Meyer: Der Verbraucher will vor allem eines nicht mehr: mit Subventionen die Massentierhaltung finanzieren. Er will keine Massentierhaltung, für die er am Ende indirekt zahlen muss, weil das Wasser gereinigt werden muss von antibiotikaresistenten Keimen. Wenn man diese externen Kosten einrechnet, dann ist heute schon das billige Hähnchen viel teurer. Der Verbraucher bezahlt es nur indirekt mit Steuergeldern und Subventionen für die Wasseraufbereitung. Diese Kosten wären sinnvoller angelegt in einer ökologischen Landwirtschaft und einer artgerechten Tierhaltung. Am Ende profitiert der Verbraucher. Aber ja: Der reale Preis für Lebensmittel muss steigen, denn sie haben einen deutlich höheren Wert.

ZEIT ONLINE: Sie sind gerade einmal zwei Wochen im Amt – und sahen sich gleich mit drei Skandalen konfrontiert: Es ging um Pferdefleisch, Eier und Futtermittel. Was lernt die Politik daraus?

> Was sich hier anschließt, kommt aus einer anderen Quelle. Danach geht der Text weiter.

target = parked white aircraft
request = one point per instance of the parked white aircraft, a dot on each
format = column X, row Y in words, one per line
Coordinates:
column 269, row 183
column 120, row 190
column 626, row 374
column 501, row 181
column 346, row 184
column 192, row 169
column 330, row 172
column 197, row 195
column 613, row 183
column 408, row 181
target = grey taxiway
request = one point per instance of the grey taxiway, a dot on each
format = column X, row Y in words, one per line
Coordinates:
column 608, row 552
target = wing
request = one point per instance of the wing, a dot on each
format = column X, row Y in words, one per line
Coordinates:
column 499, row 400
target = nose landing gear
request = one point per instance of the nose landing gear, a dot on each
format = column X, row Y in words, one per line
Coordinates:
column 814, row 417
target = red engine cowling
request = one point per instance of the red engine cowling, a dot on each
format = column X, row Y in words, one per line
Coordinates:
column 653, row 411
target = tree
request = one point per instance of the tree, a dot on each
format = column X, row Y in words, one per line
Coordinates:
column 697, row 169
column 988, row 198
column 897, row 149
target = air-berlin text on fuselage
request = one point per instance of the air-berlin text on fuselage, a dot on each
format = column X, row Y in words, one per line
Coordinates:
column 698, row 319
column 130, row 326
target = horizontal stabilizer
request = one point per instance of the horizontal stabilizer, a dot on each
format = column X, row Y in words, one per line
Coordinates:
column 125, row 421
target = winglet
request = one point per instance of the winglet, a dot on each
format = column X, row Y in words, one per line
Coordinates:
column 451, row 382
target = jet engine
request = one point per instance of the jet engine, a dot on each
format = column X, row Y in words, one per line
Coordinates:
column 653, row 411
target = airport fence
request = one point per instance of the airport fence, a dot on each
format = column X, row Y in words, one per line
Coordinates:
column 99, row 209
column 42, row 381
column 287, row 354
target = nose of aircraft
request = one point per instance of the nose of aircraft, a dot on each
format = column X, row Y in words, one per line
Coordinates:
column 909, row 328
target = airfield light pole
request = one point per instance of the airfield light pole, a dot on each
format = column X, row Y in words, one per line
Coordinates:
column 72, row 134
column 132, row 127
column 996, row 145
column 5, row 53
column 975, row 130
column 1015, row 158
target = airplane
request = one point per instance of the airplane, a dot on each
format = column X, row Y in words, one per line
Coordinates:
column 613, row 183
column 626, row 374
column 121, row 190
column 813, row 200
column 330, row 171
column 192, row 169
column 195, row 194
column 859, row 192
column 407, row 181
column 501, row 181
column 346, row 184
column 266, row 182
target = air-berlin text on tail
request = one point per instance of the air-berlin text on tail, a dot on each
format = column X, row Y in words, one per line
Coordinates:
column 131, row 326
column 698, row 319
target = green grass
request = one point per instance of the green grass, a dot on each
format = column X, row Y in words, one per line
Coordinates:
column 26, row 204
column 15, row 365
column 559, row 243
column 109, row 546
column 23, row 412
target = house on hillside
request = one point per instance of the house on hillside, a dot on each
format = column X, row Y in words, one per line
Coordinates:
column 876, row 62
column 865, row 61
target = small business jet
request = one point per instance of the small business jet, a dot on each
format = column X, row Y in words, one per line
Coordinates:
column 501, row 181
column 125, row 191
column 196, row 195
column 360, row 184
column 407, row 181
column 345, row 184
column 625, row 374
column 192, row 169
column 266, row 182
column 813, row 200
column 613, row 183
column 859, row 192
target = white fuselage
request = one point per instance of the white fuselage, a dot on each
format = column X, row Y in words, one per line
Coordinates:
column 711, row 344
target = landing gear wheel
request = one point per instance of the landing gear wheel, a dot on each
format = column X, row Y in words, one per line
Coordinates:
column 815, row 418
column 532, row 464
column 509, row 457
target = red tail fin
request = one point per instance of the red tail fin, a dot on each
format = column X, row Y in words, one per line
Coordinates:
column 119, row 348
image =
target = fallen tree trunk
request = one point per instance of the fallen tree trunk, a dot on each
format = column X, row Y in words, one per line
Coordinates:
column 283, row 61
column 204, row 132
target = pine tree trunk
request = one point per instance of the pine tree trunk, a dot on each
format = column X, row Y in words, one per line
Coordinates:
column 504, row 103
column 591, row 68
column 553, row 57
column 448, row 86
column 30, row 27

Meyer: Bei allen drei Skandalen ging es um agrarindustrielle Strukturen. Ein Pferd aus Rumänien bekam etwa auf dem Weg durch mehrere Länder plötzlich Hörner und landete als Rindfleisch im Fertigprodukt. Billiger, verseuchter Futtermais wird aus Serbien eingeführt, um Kosten zu drücken. Die Antwort auf diese Probleme liegt in einer regionalen und bäuerlichen Landwirtschaft, in der das Futter zum überwiegenden Teil selbst vom Landwirt erzeugt wird. Eine regionale und bäuerliche Landwirtschaft ist der beste Schutz vor solchen Skandalen.

ZEIT ONLINE: Das bedeutet aber zwangsläufig auch weniger produzierte Lebensmittel. Das werden Unternehmen wie Wiesenhof nicht gern hören.

Meyer: Wir wollen Agrarland Nummer eins bleiben. Aber nicht, indem wir einfach noch mehr Tiere halten. Wir wollen auf Qualitätslandwirtschaft setzen. Dann können wir für die Tiere und die Produkte, die wir haben, deutlich bessere Preise erzielen. Das schafft mehr Arbeitsplätze, Lebensqualität und Wachstum.